Nothing is quantified (except for the possible 30% target); the document is so short that it cannot deal with the issues with the thoroughness they merit; there is a glance beyond 2020, but insufficient emphasis is placed on raising the profile of the long-term reduction targets.
This piece of paper is indecisive and it is not surprising that the EUA price fell 60 cents in response. It is merely the promise of consultation on wide-ranging topics. It gives no direction, no confidence to the market that something can or will be done. In short, it shows no leadership. Without leadership, there is no confidence.
But what could the Commission do? If it does not show many options to please everyone it will be castigated for being undemocratic. If it shows too many options (and the wrong ones!) then it will be accused of being wobbly and spineless.
This happens because the European Commission is not a political body and therefore it cannot show leadership.

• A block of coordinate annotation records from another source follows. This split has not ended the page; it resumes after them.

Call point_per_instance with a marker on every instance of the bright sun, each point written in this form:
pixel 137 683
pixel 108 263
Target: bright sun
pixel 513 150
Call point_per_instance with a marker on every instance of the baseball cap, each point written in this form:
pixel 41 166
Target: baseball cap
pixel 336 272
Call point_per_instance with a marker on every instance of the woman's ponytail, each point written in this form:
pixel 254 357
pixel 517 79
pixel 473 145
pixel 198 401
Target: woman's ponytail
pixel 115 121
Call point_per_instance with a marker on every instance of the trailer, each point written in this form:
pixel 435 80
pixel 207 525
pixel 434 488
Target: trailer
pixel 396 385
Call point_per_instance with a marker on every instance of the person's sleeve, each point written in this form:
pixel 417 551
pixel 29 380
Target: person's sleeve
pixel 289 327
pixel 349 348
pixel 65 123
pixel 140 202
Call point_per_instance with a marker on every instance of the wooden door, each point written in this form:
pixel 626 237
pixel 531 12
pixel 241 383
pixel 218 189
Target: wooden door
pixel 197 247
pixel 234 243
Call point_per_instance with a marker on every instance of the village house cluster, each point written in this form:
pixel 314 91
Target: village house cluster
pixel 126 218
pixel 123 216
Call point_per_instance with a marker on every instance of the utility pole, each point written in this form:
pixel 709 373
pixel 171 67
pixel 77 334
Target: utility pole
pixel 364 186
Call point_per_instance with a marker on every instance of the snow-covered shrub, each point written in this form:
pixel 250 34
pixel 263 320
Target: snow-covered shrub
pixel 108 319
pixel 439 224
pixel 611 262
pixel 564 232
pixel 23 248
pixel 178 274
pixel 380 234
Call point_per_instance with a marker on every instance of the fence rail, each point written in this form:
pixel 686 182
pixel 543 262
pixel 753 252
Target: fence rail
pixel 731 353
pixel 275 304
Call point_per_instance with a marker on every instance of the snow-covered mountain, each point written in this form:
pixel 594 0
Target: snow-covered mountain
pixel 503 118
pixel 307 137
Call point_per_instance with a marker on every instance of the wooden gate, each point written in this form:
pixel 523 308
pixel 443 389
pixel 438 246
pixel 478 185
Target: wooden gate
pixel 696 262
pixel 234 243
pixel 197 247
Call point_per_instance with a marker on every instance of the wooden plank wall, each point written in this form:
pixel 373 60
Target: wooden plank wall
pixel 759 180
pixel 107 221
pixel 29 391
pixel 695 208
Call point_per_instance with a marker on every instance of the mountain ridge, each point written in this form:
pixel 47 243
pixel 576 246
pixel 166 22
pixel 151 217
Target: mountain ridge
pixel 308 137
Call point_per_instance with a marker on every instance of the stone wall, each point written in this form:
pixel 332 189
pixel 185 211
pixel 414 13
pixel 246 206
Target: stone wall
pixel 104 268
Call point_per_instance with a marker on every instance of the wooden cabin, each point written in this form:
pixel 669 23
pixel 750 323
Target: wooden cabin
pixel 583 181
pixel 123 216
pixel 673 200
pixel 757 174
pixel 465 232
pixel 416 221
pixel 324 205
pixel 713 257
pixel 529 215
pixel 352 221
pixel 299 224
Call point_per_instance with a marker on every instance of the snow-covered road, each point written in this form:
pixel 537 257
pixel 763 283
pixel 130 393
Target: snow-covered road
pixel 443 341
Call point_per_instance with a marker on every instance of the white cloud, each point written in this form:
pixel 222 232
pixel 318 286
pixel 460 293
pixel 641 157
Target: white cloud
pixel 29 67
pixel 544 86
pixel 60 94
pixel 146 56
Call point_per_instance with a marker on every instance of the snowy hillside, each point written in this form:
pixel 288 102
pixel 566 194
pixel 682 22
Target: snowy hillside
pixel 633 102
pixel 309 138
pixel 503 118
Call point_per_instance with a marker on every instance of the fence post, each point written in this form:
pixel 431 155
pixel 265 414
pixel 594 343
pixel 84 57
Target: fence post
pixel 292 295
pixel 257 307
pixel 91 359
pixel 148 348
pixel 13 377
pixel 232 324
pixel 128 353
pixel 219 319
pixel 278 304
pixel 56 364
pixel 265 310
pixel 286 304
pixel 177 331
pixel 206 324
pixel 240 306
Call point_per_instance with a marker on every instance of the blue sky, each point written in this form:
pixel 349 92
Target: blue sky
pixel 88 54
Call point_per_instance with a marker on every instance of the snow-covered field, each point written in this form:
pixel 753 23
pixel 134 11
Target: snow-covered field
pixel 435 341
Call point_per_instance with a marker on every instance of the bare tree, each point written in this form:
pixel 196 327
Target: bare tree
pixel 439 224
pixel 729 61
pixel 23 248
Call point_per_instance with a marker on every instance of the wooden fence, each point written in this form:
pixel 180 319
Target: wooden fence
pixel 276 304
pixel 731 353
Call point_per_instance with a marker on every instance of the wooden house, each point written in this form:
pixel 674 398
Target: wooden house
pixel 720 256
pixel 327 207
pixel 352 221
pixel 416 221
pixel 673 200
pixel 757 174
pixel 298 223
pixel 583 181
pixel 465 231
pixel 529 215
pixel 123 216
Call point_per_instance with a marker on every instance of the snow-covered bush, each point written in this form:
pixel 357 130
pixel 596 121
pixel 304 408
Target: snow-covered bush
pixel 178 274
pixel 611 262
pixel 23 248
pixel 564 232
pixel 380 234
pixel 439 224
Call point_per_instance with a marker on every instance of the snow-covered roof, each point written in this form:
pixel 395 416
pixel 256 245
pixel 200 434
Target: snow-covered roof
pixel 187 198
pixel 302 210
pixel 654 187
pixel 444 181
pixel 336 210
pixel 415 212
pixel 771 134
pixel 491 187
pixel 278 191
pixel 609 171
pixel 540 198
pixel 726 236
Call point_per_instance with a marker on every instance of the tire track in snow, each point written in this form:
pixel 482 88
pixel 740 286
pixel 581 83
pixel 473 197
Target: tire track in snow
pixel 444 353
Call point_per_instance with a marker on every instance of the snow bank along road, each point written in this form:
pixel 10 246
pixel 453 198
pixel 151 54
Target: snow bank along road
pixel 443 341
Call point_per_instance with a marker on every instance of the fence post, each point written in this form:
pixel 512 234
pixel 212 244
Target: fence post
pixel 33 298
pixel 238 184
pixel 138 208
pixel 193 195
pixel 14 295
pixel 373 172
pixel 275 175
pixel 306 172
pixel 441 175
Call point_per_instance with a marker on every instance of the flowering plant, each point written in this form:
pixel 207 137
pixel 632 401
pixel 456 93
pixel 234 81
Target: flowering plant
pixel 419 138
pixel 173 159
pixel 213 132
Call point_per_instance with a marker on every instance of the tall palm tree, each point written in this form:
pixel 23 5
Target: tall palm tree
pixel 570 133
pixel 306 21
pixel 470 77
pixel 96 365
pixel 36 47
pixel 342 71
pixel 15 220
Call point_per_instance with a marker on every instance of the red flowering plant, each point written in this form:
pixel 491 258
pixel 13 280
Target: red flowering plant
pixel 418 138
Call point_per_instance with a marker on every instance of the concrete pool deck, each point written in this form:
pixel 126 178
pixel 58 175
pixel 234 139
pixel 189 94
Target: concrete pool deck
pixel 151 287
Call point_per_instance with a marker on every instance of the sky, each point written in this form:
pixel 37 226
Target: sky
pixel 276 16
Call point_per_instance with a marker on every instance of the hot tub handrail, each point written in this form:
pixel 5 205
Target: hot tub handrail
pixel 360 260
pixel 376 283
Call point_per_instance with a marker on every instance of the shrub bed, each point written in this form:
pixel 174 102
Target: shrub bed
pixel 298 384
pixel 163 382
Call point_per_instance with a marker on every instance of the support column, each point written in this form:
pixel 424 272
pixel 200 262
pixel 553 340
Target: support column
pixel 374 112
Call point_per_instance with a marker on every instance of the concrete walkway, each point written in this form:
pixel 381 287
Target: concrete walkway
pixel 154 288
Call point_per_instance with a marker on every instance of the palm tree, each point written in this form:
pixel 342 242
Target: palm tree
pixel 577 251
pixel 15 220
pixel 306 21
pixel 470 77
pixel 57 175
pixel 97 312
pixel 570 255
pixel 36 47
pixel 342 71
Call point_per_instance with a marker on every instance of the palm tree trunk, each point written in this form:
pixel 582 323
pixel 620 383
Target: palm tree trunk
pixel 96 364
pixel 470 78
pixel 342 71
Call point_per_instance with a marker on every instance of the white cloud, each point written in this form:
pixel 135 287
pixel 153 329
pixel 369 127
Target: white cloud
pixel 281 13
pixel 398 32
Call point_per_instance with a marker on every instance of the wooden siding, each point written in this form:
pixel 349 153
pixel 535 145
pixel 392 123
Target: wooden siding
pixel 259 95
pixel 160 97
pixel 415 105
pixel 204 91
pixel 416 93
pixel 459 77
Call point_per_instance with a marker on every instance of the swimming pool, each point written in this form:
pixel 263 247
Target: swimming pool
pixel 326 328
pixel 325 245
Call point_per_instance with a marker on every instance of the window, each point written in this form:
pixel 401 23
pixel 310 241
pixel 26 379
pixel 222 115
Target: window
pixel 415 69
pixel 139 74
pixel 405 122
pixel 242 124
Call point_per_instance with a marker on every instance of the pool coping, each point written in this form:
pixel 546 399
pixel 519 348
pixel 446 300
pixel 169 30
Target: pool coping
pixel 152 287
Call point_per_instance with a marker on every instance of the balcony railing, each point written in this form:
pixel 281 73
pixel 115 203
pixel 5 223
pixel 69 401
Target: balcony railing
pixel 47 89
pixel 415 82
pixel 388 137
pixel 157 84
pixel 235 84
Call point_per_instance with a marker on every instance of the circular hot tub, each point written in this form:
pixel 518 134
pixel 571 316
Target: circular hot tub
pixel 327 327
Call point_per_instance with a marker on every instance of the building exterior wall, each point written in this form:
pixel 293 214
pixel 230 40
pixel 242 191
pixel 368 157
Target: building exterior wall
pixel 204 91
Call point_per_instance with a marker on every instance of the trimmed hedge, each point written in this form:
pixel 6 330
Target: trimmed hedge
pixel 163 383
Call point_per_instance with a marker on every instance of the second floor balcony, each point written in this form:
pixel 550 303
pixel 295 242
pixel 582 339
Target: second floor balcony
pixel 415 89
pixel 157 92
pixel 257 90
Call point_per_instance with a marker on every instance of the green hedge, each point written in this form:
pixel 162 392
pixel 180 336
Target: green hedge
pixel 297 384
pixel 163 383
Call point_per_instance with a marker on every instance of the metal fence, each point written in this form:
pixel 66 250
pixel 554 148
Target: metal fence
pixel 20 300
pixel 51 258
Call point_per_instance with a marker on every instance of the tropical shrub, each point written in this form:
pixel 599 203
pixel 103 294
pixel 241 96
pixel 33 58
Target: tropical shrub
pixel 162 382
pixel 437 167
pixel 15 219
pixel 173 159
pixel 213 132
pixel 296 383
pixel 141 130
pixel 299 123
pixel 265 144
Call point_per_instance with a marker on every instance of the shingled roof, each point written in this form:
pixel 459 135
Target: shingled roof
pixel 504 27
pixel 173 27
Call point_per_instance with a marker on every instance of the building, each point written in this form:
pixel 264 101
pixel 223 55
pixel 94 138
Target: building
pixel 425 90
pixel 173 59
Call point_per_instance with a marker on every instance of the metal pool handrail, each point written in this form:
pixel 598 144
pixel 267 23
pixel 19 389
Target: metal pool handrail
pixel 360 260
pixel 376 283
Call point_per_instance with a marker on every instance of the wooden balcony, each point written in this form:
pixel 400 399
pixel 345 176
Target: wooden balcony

It is a body of bureaucrats.
The real people to criticise are not the European Commission. They are “just doing their job”. The people really at fault, the ones letting us down, are the politicians who abdicate their political responsibility: they are happy to let the Commission muddle on with trying to fix the EU ETS. Yet, as elected representatives and political leaders, they are the ones who should be up there calling loudly and clearly for reform. But it’s not a priority. Such is their cowardly silence that I can hear the cracking of melting ice from thousands of miles away.
Perhaps I am overreacting. Perhaps this is the reality of politics. Perhaps Sandy and the PWC report about 11 degrees temperature increase by 2100 and the warnings about the new IPCC report … perhaps they are making me unduly sensitive to the problem of climate change. Perhaps. But probably not.
James
Stop wasting your time writing blog posts, and get on with some proper work.